- Born: March 15, 1946 (age 80) San Pedro, Los Angeles, California, U.S.
- Genres: Funk; rock;
- Occupations: Musician; songwriter; bandleader;
- Instruments: Guitar; Vocals;
- Years active: 1964–present
- Website: Lowriderband.com

= Howard E. Scott =

American funk/rock guitarist (born 1946)

Howard E. Scott (born March 15, 1946) is an American funk/rock guitarist and founding member of the successful 1970s funk band War.

==Biography==
Scott grew up in Compton, California. He began playing bass at a very young age under the guidance of his cousin, Jack Nelson, and in 1961 began playing guitar. A year later, he formed a group called the Creators with Harold Brown, and together they played at high school dances, car club parties and small nightclubs in southern California. Scott was influenced by blues artists T.J. Summerville, Howlin Wolf, Muddy Waters, Jimmy Reed and Wayne Bennett. He frequented the local blues clubs in South Los Angeles to study professionals such as Lowell Fulson, Johnny Guitar Watson and T-Bone Walker.

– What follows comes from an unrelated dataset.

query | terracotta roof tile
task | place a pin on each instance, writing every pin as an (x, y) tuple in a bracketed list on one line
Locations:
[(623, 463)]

Howard graduated from Compton High School in 1964 where he was on the school's dance band and cross country team. He toured with The Drifters for a short time until he was drafted into the United States Army in 1966. Upon his return, he formed his second group, The Night Shift, with Harold Brown. In 1969, the Night Shift was performing at the Rag Doll club in North Hollywood , when Eric Burdon and Lee Oskar stopped in to hear them play. Lee Oskar went to the stage to join in on a jam, and the next day Eric Burdon, Lee Oskar, Charles Miller, Papa Dee Allen, Lonnie Jordan and Peter Rosen joined Scott and Brown to form the band War.

Scott contributed lyrics, music and co-produced some of War's greatest hits, such as "Cisco Kid", "Slipping into Darkness" and "Why Can’t We Be Friends?". He was also the frontman and leader of the group. Scott and other members eventually left the original band in the 1990s, losing the right to use the band's name.

Scott now performs regularly with his nephew, B.B. Dickerson, Lee Oskar and Harold Brown as the Lowrider Band.